# New Track - what a difference!



## train4myboys (Apr 7, 2008)

I was told that the Bachmann starter set track wouldn't last. I was never told that it would be junk from the start! I'm not sure why they include that track, it's gotta turn some people off of g-scale and trains from the start. 

I bought the big top starter set for my boys, and started to run it inside until I get the garden ready to take it. Even on my flat brick floors the track was always coming apart, the train would slow down dramatically on the far side of the track from the transformer, and, if I was lucky, the train would derail every other time around the 4 x 8 oval. 

I got some aristo track yesterday, a roughly 5 x 7 oval. After the initial setup time including screwing the tracks together, the train runs FAR more smoothly, doesn't derail, and doesn't slow down, even with the same power supply/speed control. It's like a whole different train. 

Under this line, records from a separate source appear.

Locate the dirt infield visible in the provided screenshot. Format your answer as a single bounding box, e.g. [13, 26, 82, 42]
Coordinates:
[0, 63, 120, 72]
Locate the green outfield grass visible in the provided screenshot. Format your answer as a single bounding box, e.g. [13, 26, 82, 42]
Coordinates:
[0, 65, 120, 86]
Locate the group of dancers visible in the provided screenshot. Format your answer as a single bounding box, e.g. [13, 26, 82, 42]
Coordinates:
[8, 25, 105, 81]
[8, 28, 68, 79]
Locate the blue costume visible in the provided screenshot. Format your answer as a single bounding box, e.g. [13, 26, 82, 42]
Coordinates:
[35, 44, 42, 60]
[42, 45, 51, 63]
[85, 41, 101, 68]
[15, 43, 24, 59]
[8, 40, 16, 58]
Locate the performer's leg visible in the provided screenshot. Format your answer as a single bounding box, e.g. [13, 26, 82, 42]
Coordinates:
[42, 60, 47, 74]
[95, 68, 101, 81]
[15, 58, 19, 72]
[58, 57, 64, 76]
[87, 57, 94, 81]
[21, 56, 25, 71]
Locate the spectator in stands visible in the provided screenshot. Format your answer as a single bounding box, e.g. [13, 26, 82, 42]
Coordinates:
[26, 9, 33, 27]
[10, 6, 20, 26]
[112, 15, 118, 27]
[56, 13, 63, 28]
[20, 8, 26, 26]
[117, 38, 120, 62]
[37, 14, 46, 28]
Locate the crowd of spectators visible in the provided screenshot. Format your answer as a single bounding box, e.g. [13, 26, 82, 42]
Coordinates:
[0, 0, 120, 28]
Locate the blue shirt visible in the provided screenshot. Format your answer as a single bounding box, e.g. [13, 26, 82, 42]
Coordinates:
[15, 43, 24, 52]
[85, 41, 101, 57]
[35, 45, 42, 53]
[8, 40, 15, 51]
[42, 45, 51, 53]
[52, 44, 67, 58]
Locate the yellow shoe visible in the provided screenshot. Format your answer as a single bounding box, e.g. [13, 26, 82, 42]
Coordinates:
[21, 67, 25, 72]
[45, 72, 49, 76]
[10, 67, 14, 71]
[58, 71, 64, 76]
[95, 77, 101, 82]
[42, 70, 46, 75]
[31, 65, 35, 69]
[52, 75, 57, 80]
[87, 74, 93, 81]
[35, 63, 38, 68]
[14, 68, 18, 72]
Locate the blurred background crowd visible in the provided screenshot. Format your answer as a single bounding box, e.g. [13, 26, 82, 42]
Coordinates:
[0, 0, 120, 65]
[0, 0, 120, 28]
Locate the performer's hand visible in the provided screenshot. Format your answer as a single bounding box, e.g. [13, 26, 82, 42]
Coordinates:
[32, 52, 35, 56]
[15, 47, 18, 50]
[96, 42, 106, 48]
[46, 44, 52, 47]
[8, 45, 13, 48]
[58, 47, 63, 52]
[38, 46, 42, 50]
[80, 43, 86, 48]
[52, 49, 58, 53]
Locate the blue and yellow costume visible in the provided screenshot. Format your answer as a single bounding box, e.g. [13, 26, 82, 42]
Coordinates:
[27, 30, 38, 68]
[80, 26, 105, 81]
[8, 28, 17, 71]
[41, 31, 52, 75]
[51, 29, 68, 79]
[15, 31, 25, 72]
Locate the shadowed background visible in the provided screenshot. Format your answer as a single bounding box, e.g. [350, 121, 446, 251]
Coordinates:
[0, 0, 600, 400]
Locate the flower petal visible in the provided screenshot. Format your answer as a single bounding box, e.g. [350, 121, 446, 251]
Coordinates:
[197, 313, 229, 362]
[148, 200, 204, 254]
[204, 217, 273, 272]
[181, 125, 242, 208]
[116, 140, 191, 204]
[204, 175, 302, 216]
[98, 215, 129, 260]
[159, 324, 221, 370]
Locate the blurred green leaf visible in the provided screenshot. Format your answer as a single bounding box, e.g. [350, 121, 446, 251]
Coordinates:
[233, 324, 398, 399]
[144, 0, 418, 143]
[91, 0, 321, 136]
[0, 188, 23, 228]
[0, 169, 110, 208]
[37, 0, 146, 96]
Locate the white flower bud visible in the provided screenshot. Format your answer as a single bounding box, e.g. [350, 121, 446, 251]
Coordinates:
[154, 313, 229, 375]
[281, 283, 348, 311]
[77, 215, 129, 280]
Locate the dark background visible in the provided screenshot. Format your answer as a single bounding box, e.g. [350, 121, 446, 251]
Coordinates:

I was ready to toss the whole set, train and all. I'm glad I got some new track before scrapping it all. Now that we're getting the first inklings of snow, moving it to the garden will have to wait until spring, but I'm looking forward to getting it out there more than ever.


----------



## Boston&Maine (Dec 19, 2007)

Glad to hear everything is working properly now


----------



## tworail (Apr 13, 2006)

What brand of track do you have now?


----------



## train4myboys (Apr 7, 2008)

Got the basic Aristo brass. Works well indoors for now, we'll see how it does outdoors in the spring. I think I'll be laying a track bed of crusher fines as soon as the spring thaw hits.


----------



## tworail (Apr 13, 2006)

Awesome, make sure to post some pics when you do!


----------